In 1937, when the payroll tax was first collected, it applied to about 92% of all earned income. By 2020, that figure had fallen to 83%, largely because of an increase in income inequality. Were the payroll tax to be restructured to cover 90% of earnings, as the Congressional Budget Office reported last year, that would produce an additional $670 billion in revenue over 10 years; raise it to cover all annual earnings over $250,000, the gain would be $1.2 trillion — all without cutting benefits by even a penny.
- Social Security “is going to hit a brick wall in the 2030s.” This is Boehm’s gloss on the familiar projection that the program’s trust fund will run out some time in the middle of that decade. Is that a “brick wall”? Hardly: At that point, the program will still be guaranteed enough revenues to continue paying three-quarters of all scheduled benefits.
That’s a middle-of-the-road estimate. The system’s actuaries have also projected that given alternative demographic and economic assumptions — including assuming the unemployment rate and economy stay where they are today and immigration rises closer to its historical norm, the program might even be able to pay all benefits indefinitely.
- “The cost of Social Security is … ballooning quite rapidly”: This holds no water at all. The CBO projects that Social Security benefits as a share of gross domestic product, currently 5.1%, will rise to 6.2% by 2053. If that’s a balloon, it’s inflating pretty slowly.

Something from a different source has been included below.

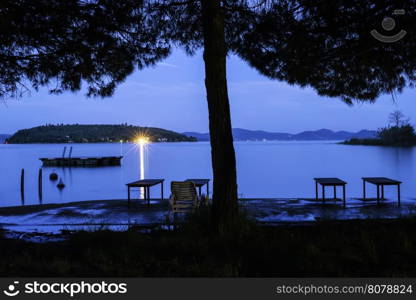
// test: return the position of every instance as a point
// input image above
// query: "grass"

In that time span, incidentally, GDP will more than triple to $79.5 trillion from $26.2 trillion, according to the CBO.
Boehm’s argument is that Social Security is becoming such a fiscal burden that it’s “killing the safety net.” He says, “There’s not enough money to go around,” which is absurd to say about the richest nation in world history. He says the cost of Social Security and Medicare, which he seems to think, erroneously, are related programs, is “pushing other things to the budget into a territory where we have to borrow more money to pay for them.”
That’s obviously not so. We wouldn’t have to borrow if we took such reasonable steps as repealing the 2017 tax cuts for corporations and the rich that drove a hole into the federal budget, or started charging the wealthy for their fair share of Social Security. He mentions that Americans have experienced “decades of greater prosperity,” but not that the benefits of that prosperity have been collected overwhelmingly by the 1%.
Boehm and Headlee plainly intended to tell it like it is on Social Security. Unfortunately, their effort was hampered by lack of information. Would it have killed them to do even a little research?
Michael Hiltzik is a columnist for the Los Angeles Times.